Beyond Xanadu

Washington City Paper | December 19, 2005
The Keeper: The Legend of Omar Khayyam is also an American fictionalization of an Eastern culture, but one undertaken with a very different mentality. Houston-based writer-director Kayvan Mashayekh was born in Iran, and his goal is to honor and preserve the memory of the 11th-century Persian poet, astronomer, and mathematician best known in the English-speaking world for Edward FitzGerald’s 1859 abridged translation of his work, The Rubaiyat of Omar Khayyam. Before beginning to shoot his first feature, Mashayekh clearly made a strong case for his vision: He raised enough money to attain professional production values and recruited a number of well-known actors. The result is earnest and likable, if a bit too stolid for anyone without a pre-existing interest in the subject.

To entice just such viewers, Mashayekh devised an eminently American framing story: Soccer-playing Houston 12-year-old Kamran (Adam Echahly) is a typical suburban kid, save for his family link to Khayyam. In some way, Kamran is in line to become the “keeper” of the poet’s biography, which has never been committed to paper. In fact, the life that Mashayekh presents is largely conjecture: An astronomy prodigy, Omar is adopted by Imam Muaffak (Rade Serbedzija), a scholar who will later serve as political adviser to Seljuk Turk ruler Malikshah (Moritz Bleibtreu). Omar becomes friends with Hassan, a nobleman’s son, and both fall in love with Darya (Marie Espinosa), a slave girl.

After the three grow up, Hassan’s father sells Darya, and an embittered Hassan (Christopher Simpson) becomes a Muslim fanatic and the leader of the cult that inspired the word “assassin.” Omar (Bruno Lastra), meanwhile, is enlisted to advise Malikshah while staying true to his scholarly interests.
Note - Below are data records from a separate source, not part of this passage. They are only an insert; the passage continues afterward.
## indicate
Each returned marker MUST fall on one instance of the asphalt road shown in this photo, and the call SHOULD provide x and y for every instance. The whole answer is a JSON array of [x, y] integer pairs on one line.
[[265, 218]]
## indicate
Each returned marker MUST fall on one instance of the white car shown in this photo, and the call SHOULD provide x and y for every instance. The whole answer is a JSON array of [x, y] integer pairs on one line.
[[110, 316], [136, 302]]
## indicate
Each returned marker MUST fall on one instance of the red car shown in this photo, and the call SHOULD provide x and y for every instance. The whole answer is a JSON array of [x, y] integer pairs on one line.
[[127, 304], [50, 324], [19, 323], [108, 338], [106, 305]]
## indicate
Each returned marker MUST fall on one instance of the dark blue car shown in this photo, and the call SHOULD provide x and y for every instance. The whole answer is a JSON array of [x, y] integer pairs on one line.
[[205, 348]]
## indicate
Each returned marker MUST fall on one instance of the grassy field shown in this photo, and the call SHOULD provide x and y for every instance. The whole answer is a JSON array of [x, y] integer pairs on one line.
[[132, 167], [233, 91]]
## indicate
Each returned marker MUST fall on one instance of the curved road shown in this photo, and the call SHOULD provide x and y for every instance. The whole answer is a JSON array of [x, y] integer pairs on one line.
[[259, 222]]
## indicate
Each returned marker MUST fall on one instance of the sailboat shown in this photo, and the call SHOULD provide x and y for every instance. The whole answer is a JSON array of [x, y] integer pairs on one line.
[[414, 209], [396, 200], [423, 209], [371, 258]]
Intercut with this swashbuckling saga are Kamran’s continuing efforts to learn Omar’s full story, which include an impulsive trip to Britain, where he meets the granddaughter (Vanessa Redgrave, no less) of a man who created a deluxe edition of the Rubaiyat that sank with the Titanic.

Such a book really existed, and many of the historical developments Mashayekh fictionalizes are also fact, although he sometimes elides a pungent detail. He doesn’t mention, for example, that the assassin tag is derived from the killers’ use of hashish—but then, that information wouldn’t fit neatly into a PG fable that extols loving your family and following your heart, two of Hollywood’s prime imperatives. The director capably conjures a protagonist who’s upright, normal, and so contemporary that he might as well trade in his horse for a Prius. Though that bodes well for The Keeper’s future among junior-high-school students, most adult viewers would probably be more engaged by a less-idealized Omar Khayyam.